In 2016, the General Assembly split Cumberland between two predominantly rural congressional districts in order to dilute the county’s Democratic vote and assure the election of two Republican members of Congress. Fort Bragg, Spring Lake, the western half of Fayetteville, and the western half of Hope Mills are currently represented by GOP Congressman Richard Hudson (CD-08), while the eastern half of Fayetteville, the eastern half of Hope Mills, and most of the county’s rural areas are currently represented by GOP Congressman Robert Pittenger (CD-09). Pittenger was defeated in the 2018 Republican primary by conservative pastor Mark Harris, who will face a tough challenge from Democratic veteran and business owner Dan McCready in November.
In 2010, the General Assembly drew Cumberland’s legislative districts with similarly partisan intentions. In the NC Senate, the county is currently represented by Democrat Ben Clark (SD-21) and Republican Wesley Meredith (SD-19). Clark’s district begins in the majority-minority Hoke County and extends hundreds of jumbled tentacles into urban areas of Cumberland, separating black residents from their white neighbors in order to consolidate as much of the county’s Democratic vote as possible. Meredith’s district soaks up the remaining portions of the county, just white enough to assure a stable Republican lean. Court-enforced redistricting ahead of the 2018 elections has greatly simplified the two districts, however, with Meredith’s now at considerable risk of joining Clark’s in the Democratic column.
In the NC House, Cumberland has four representatives – Democrats Marvin Lucas (HD-42), Elmer Floyd (HD-43), and Billy Richardson (HD-44), and Republican John Szoka (HD-45). The districts represented by Lucas and Floyd are both majority black and heavily Democratic, with the former stretching from Spring Lake to western Fayetteville and the latter consuming eastern Fayetteville. The districts represented by Richardson and Szoka, meanwhile, are both predominantly white and were drawn to favor Republicans – the former joins the affluent precincts of central Fayetteville with the suburbs below the city, while the latter stretches from Hope Mills to Fort Bragg, consuming most of the county’s rural areas in the process. Redistricting ahead of the 2018 elections has simplified the four districts’ boundaries but maintains their general partisan leanings, perhaps making Richardson’s reelection bid somewhat less difficult.
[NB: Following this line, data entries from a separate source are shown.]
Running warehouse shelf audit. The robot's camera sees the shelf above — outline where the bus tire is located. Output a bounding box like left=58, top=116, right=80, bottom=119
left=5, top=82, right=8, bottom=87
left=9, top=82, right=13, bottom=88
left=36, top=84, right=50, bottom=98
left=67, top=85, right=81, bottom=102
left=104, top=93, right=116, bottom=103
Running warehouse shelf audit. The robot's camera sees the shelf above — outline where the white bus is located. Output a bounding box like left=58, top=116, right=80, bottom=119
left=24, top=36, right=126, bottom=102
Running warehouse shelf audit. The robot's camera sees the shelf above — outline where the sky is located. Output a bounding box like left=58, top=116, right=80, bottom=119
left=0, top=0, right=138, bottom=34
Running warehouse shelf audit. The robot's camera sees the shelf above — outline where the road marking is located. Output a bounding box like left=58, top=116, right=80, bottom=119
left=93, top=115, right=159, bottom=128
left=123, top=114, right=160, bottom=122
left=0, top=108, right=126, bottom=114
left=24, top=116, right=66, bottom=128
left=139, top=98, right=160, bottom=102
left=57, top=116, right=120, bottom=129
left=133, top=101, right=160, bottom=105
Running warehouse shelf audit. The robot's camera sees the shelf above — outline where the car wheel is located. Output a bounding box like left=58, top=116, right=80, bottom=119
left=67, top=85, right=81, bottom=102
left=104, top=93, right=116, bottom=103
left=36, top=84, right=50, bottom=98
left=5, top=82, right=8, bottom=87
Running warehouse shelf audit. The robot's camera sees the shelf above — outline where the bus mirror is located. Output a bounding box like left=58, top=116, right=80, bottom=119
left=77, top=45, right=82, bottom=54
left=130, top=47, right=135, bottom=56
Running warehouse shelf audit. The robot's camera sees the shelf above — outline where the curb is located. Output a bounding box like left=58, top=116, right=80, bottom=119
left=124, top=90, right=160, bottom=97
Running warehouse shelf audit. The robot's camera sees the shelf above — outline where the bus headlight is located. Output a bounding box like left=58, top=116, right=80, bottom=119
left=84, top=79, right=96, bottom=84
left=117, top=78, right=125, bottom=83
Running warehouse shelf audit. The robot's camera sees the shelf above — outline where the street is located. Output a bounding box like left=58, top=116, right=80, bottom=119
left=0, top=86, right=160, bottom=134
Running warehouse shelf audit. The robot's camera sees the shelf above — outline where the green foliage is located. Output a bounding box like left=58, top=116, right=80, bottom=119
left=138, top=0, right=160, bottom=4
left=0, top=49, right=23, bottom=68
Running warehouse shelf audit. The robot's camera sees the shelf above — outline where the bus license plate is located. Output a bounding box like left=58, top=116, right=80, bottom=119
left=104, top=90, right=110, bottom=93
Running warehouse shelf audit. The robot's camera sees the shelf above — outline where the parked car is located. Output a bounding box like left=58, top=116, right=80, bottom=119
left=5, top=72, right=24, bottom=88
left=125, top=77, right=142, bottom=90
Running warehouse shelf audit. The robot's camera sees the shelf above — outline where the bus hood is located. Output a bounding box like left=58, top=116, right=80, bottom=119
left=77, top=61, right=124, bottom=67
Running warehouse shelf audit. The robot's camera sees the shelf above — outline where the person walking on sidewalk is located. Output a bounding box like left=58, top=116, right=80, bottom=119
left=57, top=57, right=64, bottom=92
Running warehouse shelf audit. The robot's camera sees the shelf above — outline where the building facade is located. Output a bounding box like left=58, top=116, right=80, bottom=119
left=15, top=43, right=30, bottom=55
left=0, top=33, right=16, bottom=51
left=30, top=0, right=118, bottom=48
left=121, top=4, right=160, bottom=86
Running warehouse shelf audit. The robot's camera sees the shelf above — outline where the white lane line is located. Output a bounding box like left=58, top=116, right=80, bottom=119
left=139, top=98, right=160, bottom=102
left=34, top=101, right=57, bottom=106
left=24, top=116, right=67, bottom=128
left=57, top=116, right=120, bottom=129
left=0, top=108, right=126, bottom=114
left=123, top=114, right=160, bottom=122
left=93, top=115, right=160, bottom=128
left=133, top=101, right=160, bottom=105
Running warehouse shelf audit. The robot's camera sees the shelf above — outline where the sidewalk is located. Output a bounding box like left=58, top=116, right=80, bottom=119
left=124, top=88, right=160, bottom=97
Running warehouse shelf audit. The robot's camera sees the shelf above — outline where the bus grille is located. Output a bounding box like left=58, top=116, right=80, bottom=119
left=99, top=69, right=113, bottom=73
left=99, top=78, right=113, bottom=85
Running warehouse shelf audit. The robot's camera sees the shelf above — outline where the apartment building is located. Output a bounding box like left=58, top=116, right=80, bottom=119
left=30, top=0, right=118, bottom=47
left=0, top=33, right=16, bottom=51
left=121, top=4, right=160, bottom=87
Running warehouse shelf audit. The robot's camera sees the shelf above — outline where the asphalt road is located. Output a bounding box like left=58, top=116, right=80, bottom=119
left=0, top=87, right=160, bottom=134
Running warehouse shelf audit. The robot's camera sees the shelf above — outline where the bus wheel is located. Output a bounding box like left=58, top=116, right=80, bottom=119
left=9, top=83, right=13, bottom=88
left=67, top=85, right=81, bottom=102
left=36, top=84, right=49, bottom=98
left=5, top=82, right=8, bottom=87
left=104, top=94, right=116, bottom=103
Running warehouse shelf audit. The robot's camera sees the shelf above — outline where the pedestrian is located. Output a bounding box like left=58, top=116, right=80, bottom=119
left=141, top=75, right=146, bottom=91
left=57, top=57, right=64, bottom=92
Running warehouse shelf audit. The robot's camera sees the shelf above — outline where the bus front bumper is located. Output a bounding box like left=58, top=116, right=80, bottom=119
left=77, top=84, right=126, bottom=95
In future years, Cumberland’s status as a Democratic stronghold will likely solidify, with local demographic change suggesting minority groups in the county will continue to develop greater political influence. Increased voter turnout among African American and Hispanic voters may also compensate for the county’s stubbornly low voter turnout – Cumberland had the fifth lowest voter turnout of any North Carolina county in 2016, largely due to the impermanency of its military population. The GOP will likely struggle to regain the relative strength it enjoyed in Cumberland during the late twentieth century, and if current trends continue, the county may soon become one of the most Democratic in the state.